Key Performance Metrics:
- Large-cap stocks The S&P 500 gained 17.9% in 2025 (2.7% in Q4), marking the third consecutive year of double-digit returns.
- Global markets International equities outperformed the U.S. due to a weaker dollar and improving fundamentals, with emerging markets (MSCI Emerging Market Index) increasing an impressive 33%.
- Fixed Income While overshadowed by equity returns, fixed income generated solid mid-to-high-single digit total returns across U.S. Treasuries, Investment Grade, and High Yield bonds.
- Precious metals Gold and silver spot prices rose significantly, up 67% and 144%, respectively.
- Crypto After a strong rally in late summer/early fall, Bitcoin finished the year down 5%. Despite the decline, Bitcoin has delivered a 77% annualized return in the last 3 years.
Looking Ahead: The AI Dilemma
In recent months, questions have surfaced about how sustainable the AI boom really is, particularly for large technology companies whose stock prices depend heavily on AI’s success. Comparisons to the dot-com/broadband era have surfaced, fueled by massive spending on data centers and increasingly complex relationships between private AI firms and public companies. At times, this has created unease and added volatility in certain stocks.
We view these conversations as healthy. It’s important to understand how much is being invested in AI, how those investments are funded, and whether these investments will ultimately pay off. While we have reasonable insight into the first two, there is little visibility into the long-term returns these investments will generate.
AI is often compared to the Industrial Revolution or the rise of the Internet. If that comparison holds, the true impact will extend well beyond technology companies. According to Blackrock, labor accounts for 55% of the cost for U.S. business, and AI has the potential to improve labor productivity across many industries, driving down costs. Financial Services, Healthcare, and Industrial companies are likely to benefit early as they thoughtfully incorporate AI into their operations.
The key question remains: will businesses and consumers find enough value in AI to support today’s level of investment? With more than one-third of the S&P 500 tied to the future of AI and U.S. large-cap stocks comprising a meaningful share of most portfolios, how we manage this exposure matters.

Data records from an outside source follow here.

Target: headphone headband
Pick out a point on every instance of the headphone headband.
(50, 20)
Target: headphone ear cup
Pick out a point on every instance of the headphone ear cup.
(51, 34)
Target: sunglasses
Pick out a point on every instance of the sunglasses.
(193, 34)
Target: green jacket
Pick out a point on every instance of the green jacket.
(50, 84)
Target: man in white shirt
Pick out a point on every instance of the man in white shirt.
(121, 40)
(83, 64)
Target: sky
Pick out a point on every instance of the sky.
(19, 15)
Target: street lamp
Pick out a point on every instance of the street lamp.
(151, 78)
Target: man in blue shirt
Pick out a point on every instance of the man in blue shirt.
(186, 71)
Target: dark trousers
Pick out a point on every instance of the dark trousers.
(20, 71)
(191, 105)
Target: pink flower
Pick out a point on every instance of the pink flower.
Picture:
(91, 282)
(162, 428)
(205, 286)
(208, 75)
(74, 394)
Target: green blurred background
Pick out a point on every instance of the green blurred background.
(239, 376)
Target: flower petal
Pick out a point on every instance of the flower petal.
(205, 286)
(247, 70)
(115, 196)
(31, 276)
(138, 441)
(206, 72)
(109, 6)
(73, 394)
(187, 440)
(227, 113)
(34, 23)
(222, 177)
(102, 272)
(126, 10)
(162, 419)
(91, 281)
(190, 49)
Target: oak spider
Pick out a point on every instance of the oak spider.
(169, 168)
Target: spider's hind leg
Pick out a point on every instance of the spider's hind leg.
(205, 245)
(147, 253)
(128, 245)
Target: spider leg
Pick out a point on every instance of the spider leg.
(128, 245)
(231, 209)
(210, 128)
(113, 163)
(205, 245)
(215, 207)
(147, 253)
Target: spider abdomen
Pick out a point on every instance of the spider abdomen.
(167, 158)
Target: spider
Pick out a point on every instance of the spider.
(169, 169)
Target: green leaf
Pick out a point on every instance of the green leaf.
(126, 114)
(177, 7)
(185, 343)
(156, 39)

It’s something we’ve been thinking about carefully and intentionally as we steward your investments.
How We’re Positioning Portfolios
We anchor our approach with a few core beliefs:
- AI is transformative and will remain an important theme over the next several years.
- Its greatest benefit will come through improved productivity and profitability across the broader economy.
- There will be winners and losers, which means volatility is likely to continue among the most visible AI names.
Over time, we expect leadership in the market to broaden beyond the largest companies building AI infrastructure, as more industries begin to benefit from its use. This doesn’t require a sharp pullback in today’s AI leaders, although that can certainly happen. History offers a useful perspective: following the Internet and broadband boom of the late 1990s, sector performance diverged sharply. While the S&P 500 fell 38% from 2000 to 2002, declines were concentrated in Technology and Communications Services. By contrast, Financials and Healthcare slipped just 2% and Consumer Staples gained 5% in this same timeframe. On the other hand, a more gradual shift as other sectors gain momentum is not out of the question. Regardless of magnitude, the timing of these shifts is impossible to predict and we focus on thoughtful positioning rather than trying to time the market.
In client portfolios, we continue to use the Vanguard S&P 500 ETF (VOO) as a core building block for U.S. large-cap exposure. To avoid over-concentration in the biggest AI-driven stocks, we complement it with the Vanguard Value ETF (VTV). This gently tilts exposure toward Financials, Healthcare, and Industrials—areas we believe are well positioned to benefit as AI becomes more widely adopted.
Looking to small and midcaps, on average, we expect these companies to take longer to integrate and ultimately see benefits from AI. Having benefited less from the recent hype, they could outperform the S&P 500 if an AI-related market correction were to occur. On the margin, however, the resumption of interest rate cuts from the Fed is more important for these stocks.
We continue to believe that global diversification is warranted, along with exposure to a basket of specialty ETFs that includes the iShares Global Infrastructure ETF (IGF) and the Goldman Sachs Physical Gold ETF (AAAU)
Credit spreads remain near record lows, signaling investor confidence, though we’re watching for any cracks in credit quality. Private credit remains the go-to for riskier borrowers hunting for funding. Two private credit bankruptcies in September, First Brands (an auto parts manufacturer) and Tricolor (a subprime auto lender and dealership) appear isolated for the time being.
As always, our goal is to participate in long-term innovation while staying grounded, diversified, and aligned with your broader financial goals.